KlassenLos! Ein Aufruf zur Debatte

Anne Seeck/Gerhard Hanloser/Peter Nowak/Harald Rein/Thilo Broschell: »KlassenLos: Sozialer Widerstand von Hartz IV bis zu den Teuerungsprotesten«. Die Buchmacherei 2024. 256 S., 12€. Der Herausgeberkreis steht ausdrücklich für Diskussionsrunden zur Verfügung und ist unter reinharald@outlook.de zu erreichen.

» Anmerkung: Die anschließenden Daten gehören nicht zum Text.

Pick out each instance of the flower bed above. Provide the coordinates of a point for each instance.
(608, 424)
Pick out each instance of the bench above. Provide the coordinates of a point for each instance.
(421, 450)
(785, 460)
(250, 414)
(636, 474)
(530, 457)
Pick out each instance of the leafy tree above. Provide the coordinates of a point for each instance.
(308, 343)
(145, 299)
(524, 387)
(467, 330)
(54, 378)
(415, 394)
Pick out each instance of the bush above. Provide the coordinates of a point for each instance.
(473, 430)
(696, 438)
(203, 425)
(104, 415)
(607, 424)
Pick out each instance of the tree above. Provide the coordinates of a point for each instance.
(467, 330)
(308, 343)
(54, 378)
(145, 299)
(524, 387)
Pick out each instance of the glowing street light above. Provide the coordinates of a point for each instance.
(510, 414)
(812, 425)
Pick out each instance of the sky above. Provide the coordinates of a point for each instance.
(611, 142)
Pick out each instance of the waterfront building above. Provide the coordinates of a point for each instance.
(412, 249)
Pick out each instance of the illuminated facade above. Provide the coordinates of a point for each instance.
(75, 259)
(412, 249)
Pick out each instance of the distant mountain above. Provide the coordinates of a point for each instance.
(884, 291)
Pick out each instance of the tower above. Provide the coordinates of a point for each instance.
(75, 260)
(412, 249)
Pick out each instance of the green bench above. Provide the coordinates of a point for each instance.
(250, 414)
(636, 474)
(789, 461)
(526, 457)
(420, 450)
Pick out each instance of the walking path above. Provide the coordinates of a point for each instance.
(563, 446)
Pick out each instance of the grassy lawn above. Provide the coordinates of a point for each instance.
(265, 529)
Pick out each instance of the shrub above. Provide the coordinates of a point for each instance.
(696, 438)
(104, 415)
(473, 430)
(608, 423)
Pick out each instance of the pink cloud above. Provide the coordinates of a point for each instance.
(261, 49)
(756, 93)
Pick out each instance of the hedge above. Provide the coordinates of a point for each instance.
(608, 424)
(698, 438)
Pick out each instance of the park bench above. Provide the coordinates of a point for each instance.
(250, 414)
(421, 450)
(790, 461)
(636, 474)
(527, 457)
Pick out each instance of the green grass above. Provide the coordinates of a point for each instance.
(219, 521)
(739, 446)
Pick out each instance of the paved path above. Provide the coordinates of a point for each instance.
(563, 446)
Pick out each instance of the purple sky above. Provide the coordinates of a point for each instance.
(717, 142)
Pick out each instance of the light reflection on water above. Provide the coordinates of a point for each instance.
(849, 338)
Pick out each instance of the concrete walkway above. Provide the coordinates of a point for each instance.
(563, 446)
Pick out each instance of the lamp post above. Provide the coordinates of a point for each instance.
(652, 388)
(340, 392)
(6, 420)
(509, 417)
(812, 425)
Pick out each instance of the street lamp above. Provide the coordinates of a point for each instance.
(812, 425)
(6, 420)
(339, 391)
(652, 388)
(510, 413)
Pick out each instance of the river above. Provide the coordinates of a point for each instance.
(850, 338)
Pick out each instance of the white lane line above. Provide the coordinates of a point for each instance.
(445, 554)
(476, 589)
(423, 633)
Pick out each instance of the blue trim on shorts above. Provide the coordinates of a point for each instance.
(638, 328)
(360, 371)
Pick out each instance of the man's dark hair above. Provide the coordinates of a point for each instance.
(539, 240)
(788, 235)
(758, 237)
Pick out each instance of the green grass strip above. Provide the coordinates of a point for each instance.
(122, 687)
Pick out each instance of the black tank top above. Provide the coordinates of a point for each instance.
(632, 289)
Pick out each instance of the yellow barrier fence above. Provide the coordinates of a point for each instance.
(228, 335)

Die Rechte auf dem Vormarsch, eine zersplitterte Linke in der Krise: destruktive gesellschaftliche Entwicklungen, prekäre Alltagserfahrungen und mannigfaltige Überwältigungen wie Kriege, Corona und Klimakatastrophe tragen nicht zur Stärkung linker Bewegungen bei – im Gegenteil. Substanzielle emanzipatorische Ansprüche und gesellschaftliche Bewegungen werden immer weiter marginalisiert. Während das Corona-Dilemma noch nachklingt und linke Milieus Aufarbeitung und Selbstkritik scheuen, reiben sich linke publizistische Stimmen in einem fruchtlosen für und wider bei der Beurteilung aktueller militärischer Krisenherde (Stichworte Ukraine, Gaza) auf. Resultat ist ein …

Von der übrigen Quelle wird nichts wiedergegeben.